The productive non-income group consisted of students and housewives.
Travel distance to nearest public depression treatment provider and odds of seeking treatment for adults with probable depression (n = 568) in Sehore sub-district, Madhya Pradesh, India, 2013–2017
| Unadjusted OR (95% CI) | Adjusted OR (95% CI) | |||
|---|---|---|---|---|
| Use of any services for depression | 1.01 (1.00–1.01) | 0.16 | 1.00 (0.98–1.02) | 0.78 |
| Use of formal services for depression | 1.00 (0.99–1.01) | 0.73 | 0.99 (0.97–1.02) | 0.69 |
Odds ratios, 95% CIs and p-values calculated using logistic regression.
Formal services include specialist doctors, generalist doctors, other mental health professionals (psychologists, counsellors and mental health nurses), other generalist health workers (social workers, community health workers, nurses, ANMs, ASHAs and AWWs) and case managers. Excludes ojha/guni/dev maharaj, traditional healers, herbalists, spiritualists or other providers.
Adjusted models include the following covariates: education level, marital status, symptom severity, gender, land ownership, employment, round, exposure to mental health communications, age group.
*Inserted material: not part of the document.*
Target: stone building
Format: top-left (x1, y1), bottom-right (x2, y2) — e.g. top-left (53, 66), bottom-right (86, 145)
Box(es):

Sub-group analysis for distance to depression treatment provider and odds of treatment-seeking for adults with probable depression (n = 568) in Sehore sub-district, Madhya Pradesh, India, 2013–2017
| Adjusted OR (95% CI) | Stratum-specific | Wald | |
|---|---|---|---|
| Caste | 0.02 | ||
| Scheduled castes | 1.04 (1.01–1.06) | <0.01 | |
| Scheduled tribes | 0.98 (0.90–1.06) | 0.54 | |
| Other backward castes | 0.98 (0.96–1.01) | 0.15 | |
| General castes | 1.00 (0.97–1.04) | 0.87 | |
| Employment status | 0.03 | ||
| Unemployed | 0.73 (0.60–0.90) | <0.01 | |
| Productive no income | 1.00 (0.98–1.02) | 0.95 | |
| Low income | 1.01 (0.99–1.02) | 0.59 | |
| High income | 0.98 (0.91–1.05) | 0.55 | |
| Perceived need for health care | 0.02 | ||
| Health care needed | 0.99 (0.97–1.01) | 0.32 | |
| Health care not needed | 1.02 (1.00–1.03) | 0.06 | |
Odds ratios, p-values and confidence intervals were calculated with logistic regression.
Besides the interaction term, each model was adjusted for education level, marital status, symptom severity, gender, land ownership, employment, round, exposure to mental health communications and age group.